New: Streamlight TLR-7 X USB Rechargeable Light

— Jason MosherCADRE Dispatch

Streamlight makes flashlights for just about any task you can think of. They make it all, from weapon-mounted to handheld lights, and even camping lanterns.

The TLR-7 is a light many of us are familiar with and use often. Now, Streamlight has introduced the TLR-7 X USB, a sub-compact light with a rechargeable battery and USB charging cable.

Streamlight TLR-7 X USB
The TLR-7 X is a 500-lumen light with a 1-hour run time. [Photo: Jason Mosher]

Weapon-mounted lights are becoming more common for concealed carry purposes and home defense. For home defense, the size of the light may not matter as much. But people often want a compact gun for concealment, and a compact light is the perfect match to go along with it.

Having a rechargeable battery is a great feature because many don’t want to mess with purchasing batteries. If you have other lights, red dots, lasers, etc. it’s frustrating to try and keep every type of battery on hand. And that doesn’t include all the other gadgets we use that also require batteries.

With the SL-B9 USB-C rechargeable battery, I don’t have to worry about battery replacements.     

TLR-7 X with rechargeable battery

When you glance at the TLR-7 X it appears to be a smaller version of the popular TLR-1 full-size weapon-mounted light. While both are great lights, they are quite different.

First, the battery on the TLR-7 X loads from the front and not the back. With the TLR-1, the light must be removed from the gun to open the back compartment and access the batteries. With the TLR-7 X, the light head unscrews, allowing a single battery to be loaded from the front.
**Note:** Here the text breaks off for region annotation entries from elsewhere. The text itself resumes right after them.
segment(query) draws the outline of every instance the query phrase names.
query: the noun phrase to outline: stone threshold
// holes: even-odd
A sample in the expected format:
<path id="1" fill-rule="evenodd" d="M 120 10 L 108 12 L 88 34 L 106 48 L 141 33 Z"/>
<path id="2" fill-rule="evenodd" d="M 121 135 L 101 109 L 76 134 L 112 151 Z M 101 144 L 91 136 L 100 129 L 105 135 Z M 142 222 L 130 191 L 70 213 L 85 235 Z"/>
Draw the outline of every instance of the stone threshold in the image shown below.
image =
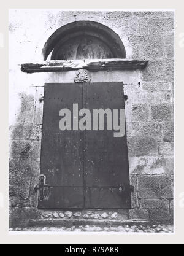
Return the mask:
<path id="1" fill-rule="evenodd" d="M 137 69 L 146 68 L 146 60 L 101 59 L 101 60 L 66 60 L 39 61 L 21 65 L 25 73 L 63 72 L 85 69 L 88 71 L 112 69 Z"/>
<path id="2" fill-rule="evenodd" d="M 30 220 L 28 227 L 66 227 L 94 225 L 100 227 L 118 227 L 118 226 L 147 226 L 147 220 L 84 220 L 84 219 L 42 219 Z"/>

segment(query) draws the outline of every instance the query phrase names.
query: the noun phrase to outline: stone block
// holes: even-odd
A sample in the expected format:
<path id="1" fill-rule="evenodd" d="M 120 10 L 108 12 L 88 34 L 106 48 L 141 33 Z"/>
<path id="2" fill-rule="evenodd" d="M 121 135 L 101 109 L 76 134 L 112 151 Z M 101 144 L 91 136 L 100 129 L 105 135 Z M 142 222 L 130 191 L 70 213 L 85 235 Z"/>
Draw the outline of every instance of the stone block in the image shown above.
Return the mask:
<path id="1" fill-rule="evenodd" d="M 129 211 L 129 219 L 131 220 L 148 220 L 148 211 L 144 209 L 131 209 Z"/>
<path id="2" fill-rule="evenodd" d="M 138 176 L 139 198 L 171 199 L 174 197 L 173 176 Z"/>
<path id="3" fill-rule="evenodd" d="M 171 215 L 171 222 L 174 222 L 174 200 L 171 200 L 169 202 L 170 206 L 170 215 Z"/>
<path id="4" fill-rule="evenodd" d="M 156 34 L 174 33 L 174 19 L 173 18 L 150 17 L 148 22 L 149 33 Z"/>
<path id="5" fill-rule="evenodd" d="M 144 19 L 144 21 L 147 22 L 147 20 Z M 148 29 L 148 27 L 145 28 Z M 142 28 L 141 30 L 142 32 L 144 31 Z M 129 40 L 134 49 L 133 57 L 135 59 L 150 60 L 163 57 L 163 37 L 161 34 L 134 34 L 129 37 Z"/>
<path id="6" fill-rule="evenodd" d="M 171 82 L 174 80 L 174 61 L 171 60 L 150 60 L 142 71 L 144 82 Z"/>
<path id="7" fill-rule="evenodd" d="M 174 143 L 170 142 L 158 142 L 158 153 L 160 155 L 174 155 Z"/>
<path id="8" fill-rule="evenodd" d="M 131 174 L 173 174 L 173 157 L 130 157 Z M 132 175 L 134 176 L 134 175 Z"/>
<path id="9" fill-rule="evenodd" d="M 18 124 L 10 128 L 11 138 L 16 140 L 40 140 L 42 125 L 33 124 Z"/>
<path id="10" fill-rule="evenodd" d="M 31 180 L 29 160 L 9 160 L 9 195 L 13 206 L 29 202 Z"/>
<path id="11" fill-rule="evenodd" d="M 150 220 L 159 224 L 168 222 L 170 220 L 169 201 L 156 199 L 140 200 L 140 206 L 148 211 Z"/>
<path id="12" fill-rule="evenodd" d="M 134 136 L 129 139 L 134 155 L 148 155 L 158 153 L 157 139 L 152 137 Z"/>
<path id="13" fill-rule="evenodd" d="M 34 98 L 32 95 L 21 93 L 21 106 L 17 117 L 17 123 L 33 123 L 34 117 Z"/>
<path id="14" fill-rule="evenodd" d="M 154 91 L 171 91 L 171 83 L 169 82 L 143 82 L 142 88 L 148 92 Z"/>
<path id="15" fill-rule="evenodd" d="M 164 57 L 167 58 L 174 58 L 174 34 L 163 36 Z"/>
<path id="16" fill-rule="evenodd" d="M 151 106 L 152 117 L 156 121 L 171 121 L 172 106 L 170 104 L 159 104 Z"/>
<path id="17" fill-rule="evenodd" d="M 169 142 L 174 141 L 174 123 L 167 122 L 163 125 L 163 140 Z"/>
<path id="18" fill-rule="evenodd" d="M 133 136 L 158 138 L 162 135 L 162 124 L 159 123 L 135 122 L 131 125 L 129 133 Z"/>
<path id="19" fill-rule="evenodd" d="M 149 120 L 149 106 L 147 104 L 134 104 L 132 113 L 134 121 L 146 122 Z"/>
<path id="20" fill-rule="evenodd" d="M 10 143 L 10 158 L 29 159 L 31 152 L 30 141 L 12 141 Z"/>

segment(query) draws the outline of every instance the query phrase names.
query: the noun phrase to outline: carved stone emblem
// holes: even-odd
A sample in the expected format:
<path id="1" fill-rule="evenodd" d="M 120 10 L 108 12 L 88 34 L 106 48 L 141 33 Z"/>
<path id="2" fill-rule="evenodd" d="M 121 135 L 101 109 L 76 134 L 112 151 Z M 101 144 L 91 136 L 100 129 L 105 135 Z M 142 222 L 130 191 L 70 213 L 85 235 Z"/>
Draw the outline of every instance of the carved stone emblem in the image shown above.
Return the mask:
<path id="1" fill-rule="evenodd" d="M 75 83 L 87 83 L 91 80 L 91 76 L 86 69 L 78 70 L 75 73 L 74 77 L 74 81 Z"/>

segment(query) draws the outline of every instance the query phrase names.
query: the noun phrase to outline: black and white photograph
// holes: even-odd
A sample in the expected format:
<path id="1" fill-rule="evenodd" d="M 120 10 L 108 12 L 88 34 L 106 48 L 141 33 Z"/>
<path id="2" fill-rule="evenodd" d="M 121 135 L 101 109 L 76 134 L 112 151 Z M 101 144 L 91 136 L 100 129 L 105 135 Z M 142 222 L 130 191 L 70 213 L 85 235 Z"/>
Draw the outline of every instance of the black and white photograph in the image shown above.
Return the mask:
<path id="1" fill-rule="evenodd" d="M 174 233 L 175 15 L 9 10 L 10 232 Z"/>

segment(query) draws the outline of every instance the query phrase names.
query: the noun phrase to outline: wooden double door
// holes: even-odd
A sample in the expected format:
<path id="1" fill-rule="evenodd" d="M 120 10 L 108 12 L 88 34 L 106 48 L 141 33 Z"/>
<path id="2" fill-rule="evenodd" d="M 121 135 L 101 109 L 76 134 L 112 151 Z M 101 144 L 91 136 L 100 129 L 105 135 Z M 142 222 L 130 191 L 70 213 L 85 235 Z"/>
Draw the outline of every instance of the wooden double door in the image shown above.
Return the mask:
<path id="1" fill-rule="evenodd" d="M 61 131 L 59 112 L 72 112 L 74 104 L 91 113 L 123 109 L 123 83 L 45 84 L 39 208 L 130 208 L 126 133 L 115 137 L 113 130 Z"/>

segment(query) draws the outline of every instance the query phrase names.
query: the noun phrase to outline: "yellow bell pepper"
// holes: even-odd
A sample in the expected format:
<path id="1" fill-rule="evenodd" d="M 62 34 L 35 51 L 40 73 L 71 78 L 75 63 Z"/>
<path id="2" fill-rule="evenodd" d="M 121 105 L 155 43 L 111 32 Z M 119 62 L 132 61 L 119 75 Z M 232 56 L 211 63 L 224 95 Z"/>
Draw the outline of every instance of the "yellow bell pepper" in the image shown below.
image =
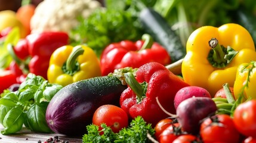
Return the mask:
<path id="1" fill-rule="evenodd" d="M 240 64 L 236 72 L 234 84 L 234 95 L 240 101 L 256 99 L 256 61 Z"/>
<path id="2" fill-rule="evenodd" d="M 51 56 L 47 78 L 63 86 L 75 82 L 100 76 L 100 62 L 94 51 L 85 45 L 66 45 Z"/>
<path id="3" fill-rule="evenodd" d="M 256 60 L 251 36 L 235 23 L 196 29 L 188 39 L 186 52 L 181 66 L 184 80 L 206 89 L 212 97 L 224 83 L 233 86 L 239 65 Z"/>

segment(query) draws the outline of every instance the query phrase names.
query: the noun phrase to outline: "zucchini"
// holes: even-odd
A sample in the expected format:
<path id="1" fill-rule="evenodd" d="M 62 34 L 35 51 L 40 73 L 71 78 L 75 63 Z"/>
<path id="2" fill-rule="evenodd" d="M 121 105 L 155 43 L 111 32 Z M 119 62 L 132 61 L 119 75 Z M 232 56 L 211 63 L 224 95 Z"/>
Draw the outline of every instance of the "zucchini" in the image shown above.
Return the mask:
<path id="1" fill-rule="evenodd" d="M 161 14 L 152 8 L 147 8 L 140 12 L 139 20 L 144 31 L 169 52 L 172 62 L 184 58 L 186 48 L 179 36 Z"/>
<path id="2" fill-rule="evenodd" d="M 50 128 L 66 135 L 82 135 L 94 111 L 104 104 L 119 105 L 127 88 L 115 76 L 100 76 L 69 84 L 53 97 L 45 117 Z"/>

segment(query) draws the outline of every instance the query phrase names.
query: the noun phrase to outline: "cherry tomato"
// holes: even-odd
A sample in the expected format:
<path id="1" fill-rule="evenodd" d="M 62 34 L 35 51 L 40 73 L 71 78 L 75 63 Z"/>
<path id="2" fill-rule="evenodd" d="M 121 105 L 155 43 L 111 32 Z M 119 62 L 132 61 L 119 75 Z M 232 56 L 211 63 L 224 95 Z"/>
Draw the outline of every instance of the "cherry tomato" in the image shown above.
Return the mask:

The second major difference is the activation switches. Unlike the toggle switch on the TLR-1, the TLR-7 X buttons push forward, towards the front of the light. There are buttons on both sides, so the light is fully ambidextrous.

Streamlight TLR-7 X USB
The TLR-7 X comes with multiple rail keys, low-cut activation paddles, an installation key, and a USB-C charging cable. [Photo: Jason Mosher]

The SL-B9 battery that comes with the light has a USB-C charging port on the top for charging the battery. This means it does need to be removed from the light to charge it. At 2.5 hours, the battery does charge quickly and provides one hour of constant run time.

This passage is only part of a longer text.